A common recipe in MQL queries is to unwind and then group by
aggregate( [
{ $unwind : "$instock" },
{ $group : {_id : "$item", totalqty : {$sum : "$instock.qty"}}}
] )
{ "_id" : "notebook", "totalqty" : 5 }
{ "_id" : "postcard", "totalqty" : 50 }
{ "_id" : "journal", "totalqty" : 20 }
{ "_id" : "planner", "totalqty" : 45 }
{ "_id" : "paper", "totalqty" : 75 }
Demo: Aggregation Queries!
> db.prizes.aggregate([{$group: {_id: "$category", awardyears: {$sum : 1}}}])
> db.prizes.aggregate([{$group: {_id: "$category", awardyears: {$sum : 1}}}, {$match : {awardyears: {$lt: 100}}}])
> db.prizes.aggregate([{$group: {_id: "$category", awardyears: {$sum : 1}}}, {$match : {awardyears: {$lt: 100}}}, {$project : {_id: 0, awardyears: 1}}])

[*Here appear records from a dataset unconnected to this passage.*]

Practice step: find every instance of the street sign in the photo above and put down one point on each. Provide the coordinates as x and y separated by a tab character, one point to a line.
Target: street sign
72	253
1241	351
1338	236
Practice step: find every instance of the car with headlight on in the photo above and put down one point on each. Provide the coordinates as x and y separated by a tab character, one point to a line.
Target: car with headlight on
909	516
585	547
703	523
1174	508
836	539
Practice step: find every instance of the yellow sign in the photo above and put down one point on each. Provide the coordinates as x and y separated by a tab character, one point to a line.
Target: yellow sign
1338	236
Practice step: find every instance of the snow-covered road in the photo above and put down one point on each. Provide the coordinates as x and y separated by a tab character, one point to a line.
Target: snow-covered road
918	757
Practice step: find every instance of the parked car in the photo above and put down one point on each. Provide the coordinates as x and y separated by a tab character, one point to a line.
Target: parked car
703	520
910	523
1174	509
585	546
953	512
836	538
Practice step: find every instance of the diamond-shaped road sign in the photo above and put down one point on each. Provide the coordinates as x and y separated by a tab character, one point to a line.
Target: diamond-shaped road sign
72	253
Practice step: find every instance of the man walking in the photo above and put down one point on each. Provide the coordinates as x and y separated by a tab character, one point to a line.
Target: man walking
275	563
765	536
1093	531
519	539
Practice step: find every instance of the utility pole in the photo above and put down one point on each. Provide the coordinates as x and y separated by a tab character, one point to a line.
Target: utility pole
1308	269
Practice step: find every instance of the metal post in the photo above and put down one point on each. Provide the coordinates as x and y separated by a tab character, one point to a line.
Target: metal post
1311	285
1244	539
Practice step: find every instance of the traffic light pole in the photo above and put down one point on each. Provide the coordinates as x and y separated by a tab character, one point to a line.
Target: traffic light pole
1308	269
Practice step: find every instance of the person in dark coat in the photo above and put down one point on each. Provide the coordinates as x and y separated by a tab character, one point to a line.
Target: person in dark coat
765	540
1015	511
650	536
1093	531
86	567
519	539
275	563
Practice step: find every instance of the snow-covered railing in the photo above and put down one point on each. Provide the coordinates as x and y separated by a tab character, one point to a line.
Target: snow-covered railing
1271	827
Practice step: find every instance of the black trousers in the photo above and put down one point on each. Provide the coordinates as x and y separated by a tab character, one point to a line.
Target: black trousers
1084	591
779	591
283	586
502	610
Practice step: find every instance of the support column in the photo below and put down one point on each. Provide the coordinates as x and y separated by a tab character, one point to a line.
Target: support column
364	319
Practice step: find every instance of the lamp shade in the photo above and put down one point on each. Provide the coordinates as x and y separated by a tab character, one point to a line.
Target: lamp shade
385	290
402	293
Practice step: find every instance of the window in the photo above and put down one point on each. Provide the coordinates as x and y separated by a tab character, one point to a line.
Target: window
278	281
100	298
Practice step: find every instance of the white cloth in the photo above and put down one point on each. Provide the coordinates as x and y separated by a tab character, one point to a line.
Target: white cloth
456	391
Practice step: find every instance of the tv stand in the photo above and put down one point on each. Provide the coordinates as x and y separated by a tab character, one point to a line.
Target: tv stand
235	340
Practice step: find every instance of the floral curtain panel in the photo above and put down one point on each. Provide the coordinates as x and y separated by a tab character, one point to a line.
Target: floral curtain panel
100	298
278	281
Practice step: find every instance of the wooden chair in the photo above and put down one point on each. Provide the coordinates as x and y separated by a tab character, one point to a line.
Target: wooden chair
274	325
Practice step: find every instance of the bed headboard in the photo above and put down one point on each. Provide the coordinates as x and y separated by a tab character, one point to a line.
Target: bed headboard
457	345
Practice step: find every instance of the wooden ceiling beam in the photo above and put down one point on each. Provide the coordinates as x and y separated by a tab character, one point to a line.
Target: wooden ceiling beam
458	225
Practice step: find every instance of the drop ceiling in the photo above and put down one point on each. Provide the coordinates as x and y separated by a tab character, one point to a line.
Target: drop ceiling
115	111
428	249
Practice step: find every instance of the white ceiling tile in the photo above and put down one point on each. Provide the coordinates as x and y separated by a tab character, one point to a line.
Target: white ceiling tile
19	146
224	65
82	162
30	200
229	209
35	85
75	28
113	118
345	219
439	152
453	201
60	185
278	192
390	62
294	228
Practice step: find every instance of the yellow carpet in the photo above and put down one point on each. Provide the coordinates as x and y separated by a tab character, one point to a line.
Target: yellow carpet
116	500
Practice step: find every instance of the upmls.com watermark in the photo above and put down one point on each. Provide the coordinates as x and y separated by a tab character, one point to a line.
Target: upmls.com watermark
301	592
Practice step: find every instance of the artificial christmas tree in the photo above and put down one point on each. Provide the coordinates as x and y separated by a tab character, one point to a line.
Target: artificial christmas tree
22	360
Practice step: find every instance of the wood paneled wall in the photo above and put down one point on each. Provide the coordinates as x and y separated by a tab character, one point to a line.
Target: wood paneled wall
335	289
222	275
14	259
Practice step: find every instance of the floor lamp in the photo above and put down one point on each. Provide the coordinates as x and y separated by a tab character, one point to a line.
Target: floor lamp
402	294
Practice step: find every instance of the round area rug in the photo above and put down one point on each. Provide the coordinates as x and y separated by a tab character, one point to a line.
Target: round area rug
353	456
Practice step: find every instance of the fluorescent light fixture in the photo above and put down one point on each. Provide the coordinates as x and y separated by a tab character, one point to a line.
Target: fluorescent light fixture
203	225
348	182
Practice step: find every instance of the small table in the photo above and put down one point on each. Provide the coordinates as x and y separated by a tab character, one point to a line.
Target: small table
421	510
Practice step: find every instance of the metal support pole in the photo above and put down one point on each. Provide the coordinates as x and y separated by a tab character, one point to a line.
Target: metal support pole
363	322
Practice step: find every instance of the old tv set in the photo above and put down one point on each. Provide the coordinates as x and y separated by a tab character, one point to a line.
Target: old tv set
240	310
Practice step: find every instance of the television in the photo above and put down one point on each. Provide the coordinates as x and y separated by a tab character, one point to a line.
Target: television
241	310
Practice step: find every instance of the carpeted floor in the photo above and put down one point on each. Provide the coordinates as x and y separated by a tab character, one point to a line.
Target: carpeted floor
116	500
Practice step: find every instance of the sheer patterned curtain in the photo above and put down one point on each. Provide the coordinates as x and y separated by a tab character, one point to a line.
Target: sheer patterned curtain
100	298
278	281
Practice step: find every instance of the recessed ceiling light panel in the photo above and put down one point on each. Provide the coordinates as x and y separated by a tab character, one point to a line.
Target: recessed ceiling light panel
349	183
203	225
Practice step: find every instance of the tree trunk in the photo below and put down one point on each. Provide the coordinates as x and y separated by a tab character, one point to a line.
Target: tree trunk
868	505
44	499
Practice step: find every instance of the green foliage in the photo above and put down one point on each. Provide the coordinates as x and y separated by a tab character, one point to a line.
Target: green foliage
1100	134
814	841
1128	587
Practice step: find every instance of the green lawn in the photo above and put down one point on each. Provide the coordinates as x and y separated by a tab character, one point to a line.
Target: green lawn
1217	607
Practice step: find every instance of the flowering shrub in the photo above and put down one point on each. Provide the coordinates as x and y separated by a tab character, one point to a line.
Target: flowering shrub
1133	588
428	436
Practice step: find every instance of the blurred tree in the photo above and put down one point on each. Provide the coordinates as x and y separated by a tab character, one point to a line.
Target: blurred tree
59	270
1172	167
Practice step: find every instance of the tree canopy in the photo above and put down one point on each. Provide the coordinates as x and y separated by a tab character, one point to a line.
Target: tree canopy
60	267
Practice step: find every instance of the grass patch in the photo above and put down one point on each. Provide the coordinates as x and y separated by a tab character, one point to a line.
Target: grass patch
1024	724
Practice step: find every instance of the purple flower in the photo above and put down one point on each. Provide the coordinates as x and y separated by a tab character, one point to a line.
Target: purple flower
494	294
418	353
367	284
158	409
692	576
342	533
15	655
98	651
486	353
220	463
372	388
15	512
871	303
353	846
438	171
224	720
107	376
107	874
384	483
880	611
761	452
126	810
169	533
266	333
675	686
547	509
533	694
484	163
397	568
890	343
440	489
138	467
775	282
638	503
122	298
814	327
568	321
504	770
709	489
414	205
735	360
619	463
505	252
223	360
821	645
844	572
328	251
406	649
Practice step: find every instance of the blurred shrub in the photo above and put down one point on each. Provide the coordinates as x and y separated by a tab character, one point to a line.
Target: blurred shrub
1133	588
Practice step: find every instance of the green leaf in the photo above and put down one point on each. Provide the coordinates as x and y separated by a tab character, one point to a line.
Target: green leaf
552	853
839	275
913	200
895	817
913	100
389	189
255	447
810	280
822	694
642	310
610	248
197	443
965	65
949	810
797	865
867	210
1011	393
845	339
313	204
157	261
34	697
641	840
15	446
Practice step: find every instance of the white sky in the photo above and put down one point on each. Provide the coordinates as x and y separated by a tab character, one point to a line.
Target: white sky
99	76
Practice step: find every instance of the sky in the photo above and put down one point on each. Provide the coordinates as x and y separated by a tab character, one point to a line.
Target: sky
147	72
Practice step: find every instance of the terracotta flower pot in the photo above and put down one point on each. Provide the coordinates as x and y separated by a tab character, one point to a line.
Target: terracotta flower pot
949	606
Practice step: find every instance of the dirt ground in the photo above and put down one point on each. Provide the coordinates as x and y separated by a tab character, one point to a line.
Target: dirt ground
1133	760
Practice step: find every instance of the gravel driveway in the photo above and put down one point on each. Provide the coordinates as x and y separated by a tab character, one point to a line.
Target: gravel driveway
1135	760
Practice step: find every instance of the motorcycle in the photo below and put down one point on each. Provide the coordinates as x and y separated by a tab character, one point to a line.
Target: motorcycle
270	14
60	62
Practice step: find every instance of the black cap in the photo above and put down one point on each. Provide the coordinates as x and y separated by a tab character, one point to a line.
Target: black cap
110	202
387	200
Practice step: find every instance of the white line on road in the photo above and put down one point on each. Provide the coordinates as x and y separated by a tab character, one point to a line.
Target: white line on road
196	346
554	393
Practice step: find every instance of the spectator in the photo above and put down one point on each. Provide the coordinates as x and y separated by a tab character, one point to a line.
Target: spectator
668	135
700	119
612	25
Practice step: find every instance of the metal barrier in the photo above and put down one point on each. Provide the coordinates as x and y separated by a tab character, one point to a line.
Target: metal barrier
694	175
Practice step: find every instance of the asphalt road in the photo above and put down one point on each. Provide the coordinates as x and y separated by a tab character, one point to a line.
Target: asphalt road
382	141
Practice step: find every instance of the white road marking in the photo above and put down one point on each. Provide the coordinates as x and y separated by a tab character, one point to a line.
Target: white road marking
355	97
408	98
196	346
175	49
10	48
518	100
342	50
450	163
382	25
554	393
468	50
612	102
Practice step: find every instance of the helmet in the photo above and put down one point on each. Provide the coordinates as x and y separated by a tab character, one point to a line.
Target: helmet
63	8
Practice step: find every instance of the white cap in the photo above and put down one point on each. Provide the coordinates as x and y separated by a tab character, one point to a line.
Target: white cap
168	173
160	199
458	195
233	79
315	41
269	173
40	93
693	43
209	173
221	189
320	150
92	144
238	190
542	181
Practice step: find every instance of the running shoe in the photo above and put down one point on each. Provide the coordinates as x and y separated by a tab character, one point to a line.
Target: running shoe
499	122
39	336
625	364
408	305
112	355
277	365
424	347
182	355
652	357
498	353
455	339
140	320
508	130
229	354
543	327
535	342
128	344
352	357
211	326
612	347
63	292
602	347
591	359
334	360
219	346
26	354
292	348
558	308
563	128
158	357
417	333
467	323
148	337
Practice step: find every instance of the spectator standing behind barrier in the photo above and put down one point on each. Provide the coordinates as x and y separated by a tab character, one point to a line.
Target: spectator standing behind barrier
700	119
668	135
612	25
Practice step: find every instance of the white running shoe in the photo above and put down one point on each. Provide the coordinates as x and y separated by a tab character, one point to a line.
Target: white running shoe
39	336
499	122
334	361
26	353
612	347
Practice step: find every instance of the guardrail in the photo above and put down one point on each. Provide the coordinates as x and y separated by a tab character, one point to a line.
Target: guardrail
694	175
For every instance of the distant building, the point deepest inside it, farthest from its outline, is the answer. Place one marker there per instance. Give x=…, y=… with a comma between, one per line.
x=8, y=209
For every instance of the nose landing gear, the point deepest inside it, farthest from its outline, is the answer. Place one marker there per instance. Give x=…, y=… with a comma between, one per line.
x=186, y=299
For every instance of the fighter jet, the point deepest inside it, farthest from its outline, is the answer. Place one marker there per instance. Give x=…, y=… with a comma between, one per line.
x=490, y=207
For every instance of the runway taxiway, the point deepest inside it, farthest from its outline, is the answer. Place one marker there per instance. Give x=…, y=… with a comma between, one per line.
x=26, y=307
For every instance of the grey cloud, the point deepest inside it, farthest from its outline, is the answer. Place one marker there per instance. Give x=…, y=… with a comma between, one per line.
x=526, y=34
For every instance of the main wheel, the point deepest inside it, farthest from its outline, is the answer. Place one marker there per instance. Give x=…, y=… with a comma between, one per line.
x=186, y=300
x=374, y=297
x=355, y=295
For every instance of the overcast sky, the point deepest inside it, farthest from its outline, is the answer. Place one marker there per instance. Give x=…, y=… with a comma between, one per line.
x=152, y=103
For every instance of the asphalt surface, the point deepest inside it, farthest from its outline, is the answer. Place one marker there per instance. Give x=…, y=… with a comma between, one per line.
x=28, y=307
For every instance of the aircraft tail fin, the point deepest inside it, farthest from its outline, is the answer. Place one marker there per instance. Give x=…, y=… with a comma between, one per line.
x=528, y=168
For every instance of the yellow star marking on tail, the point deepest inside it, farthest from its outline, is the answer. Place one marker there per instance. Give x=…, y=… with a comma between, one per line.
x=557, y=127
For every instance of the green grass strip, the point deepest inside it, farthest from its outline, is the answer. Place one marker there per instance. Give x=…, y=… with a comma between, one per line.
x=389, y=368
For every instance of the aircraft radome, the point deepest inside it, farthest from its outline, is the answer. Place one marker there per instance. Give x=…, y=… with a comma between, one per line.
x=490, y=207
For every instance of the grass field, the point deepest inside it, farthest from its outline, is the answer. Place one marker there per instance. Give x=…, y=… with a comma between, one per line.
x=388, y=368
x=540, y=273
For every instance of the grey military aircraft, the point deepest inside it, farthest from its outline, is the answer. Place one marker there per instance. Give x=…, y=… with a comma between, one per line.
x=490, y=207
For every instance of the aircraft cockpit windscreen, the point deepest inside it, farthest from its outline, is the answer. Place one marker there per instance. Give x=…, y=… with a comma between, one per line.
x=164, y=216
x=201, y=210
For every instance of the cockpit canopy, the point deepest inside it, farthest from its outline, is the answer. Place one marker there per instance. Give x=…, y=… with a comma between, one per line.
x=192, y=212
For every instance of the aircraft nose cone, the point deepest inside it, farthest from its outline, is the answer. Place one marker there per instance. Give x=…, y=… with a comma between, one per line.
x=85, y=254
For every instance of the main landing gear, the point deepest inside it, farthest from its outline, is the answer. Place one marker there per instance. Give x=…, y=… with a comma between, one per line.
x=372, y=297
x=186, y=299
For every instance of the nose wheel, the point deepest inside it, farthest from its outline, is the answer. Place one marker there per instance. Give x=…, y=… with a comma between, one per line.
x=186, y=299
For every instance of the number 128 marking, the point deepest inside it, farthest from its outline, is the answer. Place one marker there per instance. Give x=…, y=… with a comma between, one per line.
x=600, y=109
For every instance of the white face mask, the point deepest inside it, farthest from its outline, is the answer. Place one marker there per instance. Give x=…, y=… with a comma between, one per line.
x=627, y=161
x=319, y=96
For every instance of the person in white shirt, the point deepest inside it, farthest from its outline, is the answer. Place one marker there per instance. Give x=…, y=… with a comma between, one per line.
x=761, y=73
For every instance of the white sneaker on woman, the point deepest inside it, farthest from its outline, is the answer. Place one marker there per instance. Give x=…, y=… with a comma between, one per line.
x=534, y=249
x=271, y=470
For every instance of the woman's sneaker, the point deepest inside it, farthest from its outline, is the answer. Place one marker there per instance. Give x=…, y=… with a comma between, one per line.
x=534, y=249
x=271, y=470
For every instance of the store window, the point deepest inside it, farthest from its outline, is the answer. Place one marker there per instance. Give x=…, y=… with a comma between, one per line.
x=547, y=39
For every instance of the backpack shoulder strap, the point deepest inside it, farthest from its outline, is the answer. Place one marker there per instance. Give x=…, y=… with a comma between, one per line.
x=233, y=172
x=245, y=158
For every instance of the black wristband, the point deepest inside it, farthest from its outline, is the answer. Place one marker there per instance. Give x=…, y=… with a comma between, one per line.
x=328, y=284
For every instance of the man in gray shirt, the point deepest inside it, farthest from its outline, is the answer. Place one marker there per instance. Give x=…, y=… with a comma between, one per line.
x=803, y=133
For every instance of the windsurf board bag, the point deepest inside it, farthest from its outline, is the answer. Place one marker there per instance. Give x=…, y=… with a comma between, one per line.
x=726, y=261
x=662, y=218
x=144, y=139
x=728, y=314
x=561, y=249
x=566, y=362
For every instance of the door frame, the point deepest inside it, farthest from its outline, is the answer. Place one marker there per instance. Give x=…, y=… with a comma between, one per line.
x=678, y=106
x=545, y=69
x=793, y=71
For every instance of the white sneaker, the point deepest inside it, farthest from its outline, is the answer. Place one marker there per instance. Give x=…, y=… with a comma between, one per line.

> db.prizes.aggregate([{$unwind: "$laureates"}, {$group: {_id: "$category", awards: {$sum : 1}}}])
> db.prizes.aggregate([{$unwind: "$laureates"}, {$group: {_id: {category: "$category", year: "$year"}, awards: {$sum : 1}}}])
> db.prizes.aggregate([{$unwind: "$laureates"}, {$group: {_id: {category: "$category", year: "$year"}, awards: {$sum : 1}}}, {$sort : {awards: -1}}])
> db.prizes.aggregate([{$unwind: "$laureates"}, {$group: {_id: {category: "$category", year: "$year"}, awards: {$sum : 1}}}, {$group: {_id:"$_id.category", avgawards: {$avg : "$awards"}}}])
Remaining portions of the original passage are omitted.